Research Interests of Samira EL YACOUBI
My
research fields are mainly focused on Modelling, Analysis, Control and
Simulation of spatiotemporal Systems modelled by Partial Differential Equations
and Cellular Automata models, with various applications in environmental, biological
or engineering systems.
Analysis
and Control of Distributed Parameter Systems:
Systems theory concerns the study of abstract
properties and techniques for analysing the systems behaviour taking into
account observation and control. Spatiotemporal systems, studied in terms
of inputs (controls) and outputs (observations), called distributed parameter
systems are traditionally modelled by partial differential equations. The area
of distributed parameter systems concerns the investigation of the control law,
stability and structures optimization of the systems. These notions that are
relatively simple and well developed for
lumped models become very hard when the space variable is added.
An extensive study of distributed
parameter systems via sensors and actuators have been done by A. El Jai and A.
J. Pritchard. Various developments have concerned the optimization of
input-output structures regarding the spatial support, the distribution
function and the number of actuators and sensors for hyperbolic and parabolic
systems. My contribution in this filed has concerned the minimization of
the number of actuators in parabolic systems and the relations between
actuators structures and final-constraint minimum energy problem.
In the last
decade, concentrating on geographic spread phenomenon which occurs in various
fields ranging from ecology and biology to medical science and species
abundance, the spreadability concept has been introduced and studied
in terms of continuous PDE’s. The idea is related to the fact that
the subdomains where the state of a distributed system is enforced to
obey a spatial property are no decreasing. Several developments have been
done in the field in collaboration with A. El Jai. We have also shown that it is
possible to make spreadable a system described by PDE’s, by means of
appropriate controls. The notion of spray controls was then developed.
Cellular Automata in
systems theory:
Cellular Automata (CA) are a class of spatially and
temporally discrete mathematical systems characterized by local interactions.
Even if the interaction is based on simple local rules, the resulting
structures from the CA evolution may be extremely complex.
CA were first introduced by Stanislaw Ulam and John von
Neumann in the late 1940s as formal models of self-reproducing organisms. Since
their conception, CA have been used to model spatial dynamics across the
spectrum of applied science and a wide literature has been devoted to the area
including applications to physics (fluid dynamics, reaction-diffusion,
solidification of crystals, interfacial diffusion fronts), environmental
processes (population genetics, interrelations between preys and predators in
ecosystems, plant growth, propagation of infectious diseases, the effects of
fire and dispersal on spatial patterns in forests) or engineering (geographical
information systems, routing traffic in an urban area, image processing,
cryptography, ). More recently, with the emergence of powerful massively
parallel architectures, a lively interest in CA models and their extensions has
been observed particularly for inhomogeneous environments and complex
dynamics. CA models have been extensively used as a modelling tool
to approximate nonlinear discrete and continuous dynamical systems. We proposed
to introduce control and observation in CA in an appropriate way to make them
more useful in systems theory.
The study of analysis
and control aspects by means of CA models which range from the inverse problems
category needs the use of no conventional optimization methods since the
considered cost functions are not continuous and mostly of gradient zero
wherever they are defined. In this context, global random search methods are
more appropriate, particularly, the heuristics of evolutionary algorithms which
have received in the last two decades increasing attention regarding their
potential as optimization tools for engineering problems.

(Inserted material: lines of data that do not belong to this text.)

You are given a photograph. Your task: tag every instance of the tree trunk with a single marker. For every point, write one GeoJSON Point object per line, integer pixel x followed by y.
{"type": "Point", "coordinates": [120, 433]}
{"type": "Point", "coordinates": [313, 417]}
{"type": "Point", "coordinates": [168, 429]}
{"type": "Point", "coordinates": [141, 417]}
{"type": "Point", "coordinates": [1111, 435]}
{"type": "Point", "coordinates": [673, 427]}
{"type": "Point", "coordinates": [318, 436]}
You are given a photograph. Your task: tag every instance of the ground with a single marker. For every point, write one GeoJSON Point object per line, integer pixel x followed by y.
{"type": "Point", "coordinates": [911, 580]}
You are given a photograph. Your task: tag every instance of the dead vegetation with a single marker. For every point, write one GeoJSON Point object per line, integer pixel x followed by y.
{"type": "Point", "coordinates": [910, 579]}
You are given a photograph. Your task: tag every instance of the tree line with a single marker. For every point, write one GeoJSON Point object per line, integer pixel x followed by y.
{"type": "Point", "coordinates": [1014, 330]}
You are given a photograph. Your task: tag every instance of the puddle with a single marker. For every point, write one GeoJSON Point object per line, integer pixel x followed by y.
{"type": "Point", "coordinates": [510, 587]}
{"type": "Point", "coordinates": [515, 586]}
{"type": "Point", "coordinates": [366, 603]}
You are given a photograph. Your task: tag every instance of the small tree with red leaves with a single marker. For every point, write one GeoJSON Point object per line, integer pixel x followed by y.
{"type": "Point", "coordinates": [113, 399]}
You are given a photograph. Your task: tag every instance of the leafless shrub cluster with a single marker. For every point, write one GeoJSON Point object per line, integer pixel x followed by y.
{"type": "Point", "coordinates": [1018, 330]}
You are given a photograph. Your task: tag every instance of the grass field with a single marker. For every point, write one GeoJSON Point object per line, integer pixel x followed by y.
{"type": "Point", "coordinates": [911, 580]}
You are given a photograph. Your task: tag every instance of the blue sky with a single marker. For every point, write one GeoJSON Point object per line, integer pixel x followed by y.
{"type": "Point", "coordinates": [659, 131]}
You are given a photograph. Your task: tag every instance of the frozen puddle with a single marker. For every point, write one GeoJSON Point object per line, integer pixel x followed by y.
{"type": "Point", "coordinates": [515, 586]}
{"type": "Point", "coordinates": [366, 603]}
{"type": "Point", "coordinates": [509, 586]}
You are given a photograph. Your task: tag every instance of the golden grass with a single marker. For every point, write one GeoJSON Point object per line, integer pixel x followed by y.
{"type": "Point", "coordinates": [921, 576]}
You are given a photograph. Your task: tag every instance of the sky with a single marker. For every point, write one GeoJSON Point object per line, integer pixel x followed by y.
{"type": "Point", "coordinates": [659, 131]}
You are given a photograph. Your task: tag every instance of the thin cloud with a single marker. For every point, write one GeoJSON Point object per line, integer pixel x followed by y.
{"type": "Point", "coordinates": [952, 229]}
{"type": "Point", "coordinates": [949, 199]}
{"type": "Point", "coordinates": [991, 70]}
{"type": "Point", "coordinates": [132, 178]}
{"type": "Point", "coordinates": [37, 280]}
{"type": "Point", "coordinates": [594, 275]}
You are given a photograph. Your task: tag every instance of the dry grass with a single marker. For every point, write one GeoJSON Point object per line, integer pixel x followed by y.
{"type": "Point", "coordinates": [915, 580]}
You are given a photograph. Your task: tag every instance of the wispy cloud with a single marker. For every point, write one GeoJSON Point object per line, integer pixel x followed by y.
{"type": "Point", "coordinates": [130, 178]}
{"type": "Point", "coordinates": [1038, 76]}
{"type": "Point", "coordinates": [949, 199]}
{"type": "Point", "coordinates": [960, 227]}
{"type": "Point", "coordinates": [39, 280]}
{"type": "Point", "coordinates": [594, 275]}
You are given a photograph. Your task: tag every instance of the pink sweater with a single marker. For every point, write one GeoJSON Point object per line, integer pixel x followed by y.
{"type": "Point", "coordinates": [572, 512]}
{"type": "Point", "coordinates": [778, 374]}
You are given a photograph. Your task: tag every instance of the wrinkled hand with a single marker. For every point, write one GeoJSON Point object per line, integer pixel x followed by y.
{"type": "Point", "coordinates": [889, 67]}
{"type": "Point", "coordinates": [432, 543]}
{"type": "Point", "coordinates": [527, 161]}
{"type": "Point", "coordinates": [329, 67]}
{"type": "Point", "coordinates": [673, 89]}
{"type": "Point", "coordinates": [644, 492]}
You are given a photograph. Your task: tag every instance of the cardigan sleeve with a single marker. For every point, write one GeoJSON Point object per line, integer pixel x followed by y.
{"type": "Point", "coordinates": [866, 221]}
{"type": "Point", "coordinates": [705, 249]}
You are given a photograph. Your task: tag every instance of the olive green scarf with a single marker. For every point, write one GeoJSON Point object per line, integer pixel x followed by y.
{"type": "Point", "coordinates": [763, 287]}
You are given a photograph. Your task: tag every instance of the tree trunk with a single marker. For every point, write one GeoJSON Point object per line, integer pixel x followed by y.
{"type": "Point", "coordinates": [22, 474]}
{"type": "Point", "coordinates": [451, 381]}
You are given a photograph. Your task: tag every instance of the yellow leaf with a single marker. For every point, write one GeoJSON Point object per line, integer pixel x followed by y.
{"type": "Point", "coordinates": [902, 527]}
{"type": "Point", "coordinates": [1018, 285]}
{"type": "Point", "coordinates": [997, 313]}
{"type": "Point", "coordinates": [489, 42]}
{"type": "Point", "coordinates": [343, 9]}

As an extension of Cellular Automata for fluid dynamics, we have used Lattice Boltzmann models in the
framework of the FNS project “Modelling
and control of water flow in open-channels by a lattice Boltzmann method” as an alternative to the conventional shallow
water equation based on nonlinear PDEs. This job has been done in collaboration with
Pr. Bastien Chopard and our joined PhD student Olivier Marcou. Thanks to our collaboration with the LCIS-Valence, the model validation used an
experimental micro Canal at ESISAR high school.
Modelling and Simulation of spatiotemporal systems by means of Cellular
Automata.
Modelling using CA has the advantage of being conceptually easier than
PDE and evolution of such systems is easily implemented on computer avoiding rounding
or approximation errors. I have successfully used CA to model and simulate a
large range of applications including spatial spread of epidemics, regulation
of irrigation canals, ocean acidification, and forest fire spread and so on. Among
these studies, some have been carried out within the framework of collaborative
projects (LUCIFER, MedSea, FNS, OMS). Some emergent spatial properties have been
highlighted using concepts of systems
analysis. With the introduction of control in CA models, the notion of spray and
protector controls have been studied in relation with spreadability and
vulnerability concepts, respectively.